PRF can be beneficial in a wide variety of oral surgery procedures ranging from wisdom tooth extractions to socket preservation and sinus lift procedures.

  • Tooth extraction – Patients’ jawbones have very little blood supply compared to other tissues in the human body, which means this area has less ability to heal and less defense against infection. Placing RFP in the extraction site protects it from infection and delivers proteins that accelerate the healing process.
  • Sinus Lift – This procedure is used when a patient needs an implant in the upper jaw but has a thin sinus wall unable to support implants on its own. A sinus lift grows bone in the floor of the maxillary sinus to enable the secure placement of dental implants. In this instance, PRF can be used to produce faster, stronger bone and soft tissue healing.
  • Socket Preservation – The primary purpose of socket preservation is to preserve the health of the alveolar bone (i.e. the socket that holds the tooth in place). This bone is often damaged by disease and/or infection, which necessitates a tooth extraction that can create a jaw deformity if preventative measures aren’t taken. In a socket preservation procedure, PRF membrane, which contains bone growth enhancing elements, can be stitched over the wound or a graft material/scaffold that is placed in the socket of an extracted tooth before it is closed.
  • Dental Implants – Insufficient jawbone is one of the leading causes of dental implant failure. In sites where implants are placed, PRF occupies the space between the extraction site and the dental implant, helping to expedite healing and creating jawbone structure.

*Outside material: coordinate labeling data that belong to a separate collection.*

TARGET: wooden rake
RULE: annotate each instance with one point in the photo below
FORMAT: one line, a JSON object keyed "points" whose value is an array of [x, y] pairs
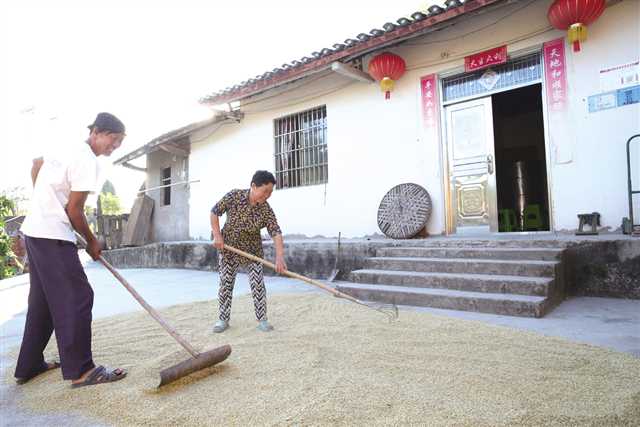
{"points": [[390, 310]]}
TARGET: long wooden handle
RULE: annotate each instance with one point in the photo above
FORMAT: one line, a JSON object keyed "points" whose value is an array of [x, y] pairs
{"points": [[144, 304], [292, 274]]}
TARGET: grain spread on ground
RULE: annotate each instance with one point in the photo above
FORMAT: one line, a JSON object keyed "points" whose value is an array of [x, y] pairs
{"points": [[330, 362]]}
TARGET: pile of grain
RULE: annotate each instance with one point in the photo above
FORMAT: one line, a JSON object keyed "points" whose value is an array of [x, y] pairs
{"points": [[331, 362]]}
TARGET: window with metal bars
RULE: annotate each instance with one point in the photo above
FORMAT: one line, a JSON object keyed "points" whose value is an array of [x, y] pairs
{"points": [[301, 149]]}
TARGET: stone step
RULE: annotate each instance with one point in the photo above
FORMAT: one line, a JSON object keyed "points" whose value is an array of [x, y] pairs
{"points": [[494, 242], [473, 266], [534, 254], [520, 285], [504, 304]]}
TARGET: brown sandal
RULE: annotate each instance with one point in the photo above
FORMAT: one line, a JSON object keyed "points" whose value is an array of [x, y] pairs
{"points": [[102, 375], [50, 366]]}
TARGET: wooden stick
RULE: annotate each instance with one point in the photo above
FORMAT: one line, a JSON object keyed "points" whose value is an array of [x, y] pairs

Benefits of Using Platelet Rich Fibrin

Dentists and patients alike are benefiting from the increased use of PRF in surgical procedures. From decreasing pain to providing a cost-effective option, PRF offers a number of advantages.

  • It’s 100% natural and easy to produce. Because PRF is derived from the patients’ own blood it is 100% natural and readily available. The use of PRF does not require anticoagulants, bovine thrombin, or any other jellying factor. This also means patients have virtually no risk of experiencing a rejection reaction (i.e., a foreign body response), which can happen when synthetic alternatives are used.
  • Significant decrease in patient discomfort. The use of PRF has been shown to reduce the risk of complications and restrictions a patient may experience due to donor site morbidity. The result is a decrease in patient discomfort, post-surgical pain, and post-op bleeding.
  • Faster healing. PRF has been shown to result in faster healing due to its slow polymerization (i.e., the rate at which molecules combine). This process generates a fibrin network that leads to more efficient cell migration and faster healing.
  • High cost-benefit ratio. Due to the fact that PRF is readily available and inexpensive to produce, it is an affordable option for patients and providers. Additionally, by reducing the risk of donor site morbidity, the use of PRF can potentially spare the patient from undergoing a second surgery.

As noted, dental surgery has seen a number of advances in recent years and patients should always consult with their dental provider to discuss which procedures make the most sense based on their individual health history.